To see how life expectancy in different countries is distributed, let's create a histogram of life_expectancy
using plt.hist()
.
# Create histogram of life_expectancy data
plt.hist(life_expectancy)
# Display histogram
plt.show()
In the above code, we didn't specify the number of bins. By default, Python sets the number of bins to 10 in that case. The number of bins is pretty important.
- Too few bins will oversimplify reality and won't show you the details.

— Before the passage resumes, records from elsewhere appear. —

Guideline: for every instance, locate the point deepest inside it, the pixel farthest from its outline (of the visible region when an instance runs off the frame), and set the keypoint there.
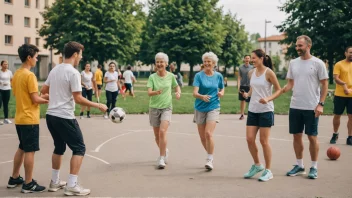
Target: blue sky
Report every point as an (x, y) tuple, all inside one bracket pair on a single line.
[(254, 12)]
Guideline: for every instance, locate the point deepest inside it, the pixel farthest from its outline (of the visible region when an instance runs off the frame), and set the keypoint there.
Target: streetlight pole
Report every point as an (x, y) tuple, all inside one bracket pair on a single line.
[(266, 22)]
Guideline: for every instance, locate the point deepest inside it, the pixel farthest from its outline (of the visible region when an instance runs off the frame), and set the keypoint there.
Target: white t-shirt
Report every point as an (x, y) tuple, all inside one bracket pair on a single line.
[(5, 79), (306, 75), (87, 79), (128, 75), (62, 81), (112, 86)]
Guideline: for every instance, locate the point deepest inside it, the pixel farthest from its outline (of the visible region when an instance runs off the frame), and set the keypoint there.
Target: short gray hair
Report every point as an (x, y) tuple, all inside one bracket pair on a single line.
[(162, 56), (306, 38), (211, 56)]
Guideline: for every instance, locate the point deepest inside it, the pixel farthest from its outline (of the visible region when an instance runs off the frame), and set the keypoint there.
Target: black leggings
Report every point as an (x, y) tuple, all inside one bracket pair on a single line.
[(4, 100), (111, 99)]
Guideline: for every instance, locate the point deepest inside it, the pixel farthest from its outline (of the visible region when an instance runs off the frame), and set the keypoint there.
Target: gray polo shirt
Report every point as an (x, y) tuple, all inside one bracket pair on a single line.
[(243, 72)]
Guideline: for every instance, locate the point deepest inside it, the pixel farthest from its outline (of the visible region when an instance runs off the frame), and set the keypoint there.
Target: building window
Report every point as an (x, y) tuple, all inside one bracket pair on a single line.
[(27, 3), (27, 22), (27, 40), (37, 42), (8, 19), (8, 40)]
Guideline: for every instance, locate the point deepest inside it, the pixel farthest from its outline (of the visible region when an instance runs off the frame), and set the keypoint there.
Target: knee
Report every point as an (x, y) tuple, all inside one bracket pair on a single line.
[(264, 141)]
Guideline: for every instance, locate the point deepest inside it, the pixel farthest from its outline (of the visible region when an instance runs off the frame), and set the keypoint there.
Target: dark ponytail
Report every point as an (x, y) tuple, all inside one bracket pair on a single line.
[(266, 59)]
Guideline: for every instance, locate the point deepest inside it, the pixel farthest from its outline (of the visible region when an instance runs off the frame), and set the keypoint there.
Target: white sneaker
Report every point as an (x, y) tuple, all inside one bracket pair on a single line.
[(166, 156), (7, 121), (209, 164), (76, 191), (55, 187), (161, 162)]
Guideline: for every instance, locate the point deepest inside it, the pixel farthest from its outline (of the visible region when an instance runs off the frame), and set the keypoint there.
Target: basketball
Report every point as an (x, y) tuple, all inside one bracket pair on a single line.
[(333, 153)]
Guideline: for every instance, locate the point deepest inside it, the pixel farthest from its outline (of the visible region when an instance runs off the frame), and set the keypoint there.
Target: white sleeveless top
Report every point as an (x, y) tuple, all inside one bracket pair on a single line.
[(261, 88), (87, 79)]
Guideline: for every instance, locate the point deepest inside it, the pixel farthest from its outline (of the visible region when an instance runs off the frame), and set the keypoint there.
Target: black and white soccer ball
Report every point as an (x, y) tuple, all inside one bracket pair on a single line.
[(117, 115)]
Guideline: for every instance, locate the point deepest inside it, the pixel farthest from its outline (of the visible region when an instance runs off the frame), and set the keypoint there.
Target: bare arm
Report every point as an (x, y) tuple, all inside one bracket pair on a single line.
[(324, 89), (79, 99), (153, 93), (275, 82), (36, 99)]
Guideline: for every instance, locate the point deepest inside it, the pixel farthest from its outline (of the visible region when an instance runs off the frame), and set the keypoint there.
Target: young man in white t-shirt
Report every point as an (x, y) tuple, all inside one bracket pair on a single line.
[(64, 88), (129, 79), (305, 75)]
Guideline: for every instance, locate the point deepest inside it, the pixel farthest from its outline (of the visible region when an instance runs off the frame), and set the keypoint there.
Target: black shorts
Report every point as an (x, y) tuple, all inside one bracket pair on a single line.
[(246, 89), (300, 120), (342, 103), (66, 131), (28, 135), (87, 93), (128, 87), (265, 119)]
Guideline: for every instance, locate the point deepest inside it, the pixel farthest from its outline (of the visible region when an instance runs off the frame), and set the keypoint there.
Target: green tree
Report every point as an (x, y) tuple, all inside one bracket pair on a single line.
[(184, 30), (327, 22), (236, 43), (108, 29)]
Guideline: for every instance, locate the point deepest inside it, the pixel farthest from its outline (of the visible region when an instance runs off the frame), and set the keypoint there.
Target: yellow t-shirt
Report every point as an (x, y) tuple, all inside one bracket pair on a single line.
[(24, 83), (344, 70), (99, 77)]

- Too many bins will overcomplicate reality and won't show the bigger picture.
To control the number of bins to divide your data in, you can set the bins
argument.
We'll create two plots specifying bins
.
- Build a histogram of
life_expectancy
, with 5 bins. Can you tell which bin contains the most observations?
# Build histogram with 5 bins
plt.hist(life_expectancy, bins=5)
# Show and clean up plot
plt.show()
- Build another histogram of
life_expectancy
, this time with 20 bins. Is this better?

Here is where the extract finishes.